Dune è il blockbuster che ci meritiamo e del quale avevamo bisogno; grazie alla maestria della regia di Villeneuve veniamo catapultati nel mondo fittizio di Arrakis, tremendamente simile al nostro. L’umanità che lo abita non sarà la medesima alla quale siamo avvezzi, ma i suoi vizi, le sue brame ed i suoi peccati sono gli stessi ai quali siamo fin troppo assuefatti. Ecco quindi popolazioni basare la loro intera esistenza su profezie tramandate nelle generazioni, radicate nella loro cultura, intessute tra le loro carni. E per quegli stessi presagi, sono disposte a perire e a lottare, speranzosi che ciò li conduca alla salvezza (eterna?). E mentre quindi da un lato abbiamo la fede a plagiare gli animi e a corromperli nella smania del potere, dall’altra abbiamo l’abuso delle risorse, il consumo sfrenato delle potenzialità del pianeta, fino al collasso dello stesso ed al pervertimento delle coscienze. Arrakis, come la Terra, è governata solo da due forze: la fede ed il denaro, entrambe rendono l’uomo cieco e bramoso di potere. 

In questa eterna lotta a rimetterci è sempre il popolo, che trova nella fede l’unica salvezza e ciò obbliga l’eroe della vicenza, il giovane Paul (Thimotee Chalamet), a divenire lui stesso ingranaggio di questa immensa macchina corrotta.
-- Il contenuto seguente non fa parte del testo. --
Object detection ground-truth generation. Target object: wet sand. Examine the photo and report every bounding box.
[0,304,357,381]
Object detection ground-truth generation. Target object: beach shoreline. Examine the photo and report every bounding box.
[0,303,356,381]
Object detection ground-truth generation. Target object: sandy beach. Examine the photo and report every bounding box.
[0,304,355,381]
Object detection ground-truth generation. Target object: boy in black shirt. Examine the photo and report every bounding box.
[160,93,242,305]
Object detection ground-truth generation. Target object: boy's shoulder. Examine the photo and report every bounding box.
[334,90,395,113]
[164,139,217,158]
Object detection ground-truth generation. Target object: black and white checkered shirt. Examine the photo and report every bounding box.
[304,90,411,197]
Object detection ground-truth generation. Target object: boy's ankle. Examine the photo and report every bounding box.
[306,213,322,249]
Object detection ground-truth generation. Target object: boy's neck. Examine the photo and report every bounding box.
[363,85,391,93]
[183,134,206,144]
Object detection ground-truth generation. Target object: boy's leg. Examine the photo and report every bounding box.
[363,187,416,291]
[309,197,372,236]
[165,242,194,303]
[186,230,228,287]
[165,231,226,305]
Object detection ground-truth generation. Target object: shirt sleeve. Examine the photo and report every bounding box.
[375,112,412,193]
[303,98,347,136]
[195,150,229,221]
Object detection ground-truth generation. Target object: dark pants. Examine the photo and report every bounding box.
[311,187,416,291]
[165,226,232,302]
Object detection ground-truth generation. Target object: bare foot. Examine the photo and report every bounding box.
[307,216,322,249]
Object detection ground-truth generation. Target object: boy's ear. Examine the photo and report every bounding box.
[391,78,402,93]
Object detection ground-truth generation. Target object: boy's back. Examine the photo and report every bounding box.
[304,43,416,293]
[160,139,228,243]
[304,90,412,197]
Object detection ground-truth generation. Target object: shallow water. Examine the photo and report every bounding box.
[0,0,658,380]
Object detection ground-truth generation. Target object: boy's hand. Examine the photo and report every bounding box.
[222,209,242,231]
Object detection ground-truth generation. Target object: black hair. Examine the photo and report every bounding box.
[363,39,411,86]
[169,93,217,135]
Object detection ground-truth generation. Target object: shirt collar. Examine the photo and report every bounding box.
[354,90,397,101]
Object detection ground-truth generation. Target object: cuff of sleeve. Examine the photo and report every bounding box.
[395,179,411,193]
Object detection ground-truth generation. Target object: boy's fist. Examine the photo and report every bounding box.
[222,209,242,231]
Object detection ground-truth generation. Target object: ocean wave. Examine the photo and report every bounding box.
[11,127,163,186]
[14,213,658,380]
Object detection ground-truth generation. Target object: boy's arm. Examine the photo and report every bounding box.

Lo spinge a nutrire la fede su cui si basano tutte le profezie su di lui, al fine di debellare il marcio che imbibisce il governo.

Dune è un film quindi altamente intriso di religione, lo è persino nella messa in scena, aulica e maestosa, che alterna primi piani del protagonista a sconfinati chilometri di mero deserto, dune silenzione e inospitali, domate unicamente dai Fremen.

I personaggi offrono sfaccettature delle perversioni e delle brame umane, talvolta al punto che l’aspetto stesso rispecchia l’animo corrotto e guasto, come nel caso del Barone. Abbiamo poi le Bene Gesserit, deus ex machina dell’intero universo narrativo; donne, streghe, indovine, in grado di plagiare la realtà sulla base delle trame che intessono, dei semi che sugellano e delle profezie che bisbigliano alle orecchie dei popoli. Tra queste spicca Lady Jessica ( Rebecca Ferguson), madre di Paul Atreides, vedova del duca Leto.

Al fianco di Paul vi sono i Fremen, popolo che ha saputo modellarsi alle esigenze del deserto, popolo adepto e rispettoso della natura. Fra essi v’è Chani (Zendaya), che diviene la compagna di Paul, benché non si lasci mai assuefarre alla sua divinizzazione.

A capaggiare la fazione opposta, i fautori della distruzione, della corruzione e del degrado, vi sono gli Harkonnen. Un popolo brutale, carnale e bramoso di potere, tanto incurante della natura e dell’universo che persino il loro pianeta è privo della bellezza più grande e primitiva: i colori. Essi sono devoti solo al sangue e al potere, ragion per cui il loro mondo non ha sfumature: è bianco e nero.

L’impatto visivo di determinate sequenze durante l’ascesa del Messia, rimane inciso nella memoria. La ferinità con la quale i personaggi si elevano e poi rovinosamente crollano li rende tutti umani; Paul stesso, che finisce per voltare le spalle a Chani, nascondendosi dietro all’idea di un bene superiore, quando in realtà è solo l’ennesimo animo corrotto.

Dune -parte due- è un film potente, che non lascia indifferenti. Complice di un comparto tecnico eccellente, di un cast pregevole e di una colonna sonora che ti si incide nella testa e non ti abbandona per i giorni successivi alla visione. E’ un film che per la sua portata necessita di essere visto al cinema. E’ una pellicola che fornisce svariati punti di riflessione: è uno sci-fi intriso fino all’osso di filosofia e di tematiche altamente contemporanee che meritano di essere discusse ed analizzate.

 

Camilla.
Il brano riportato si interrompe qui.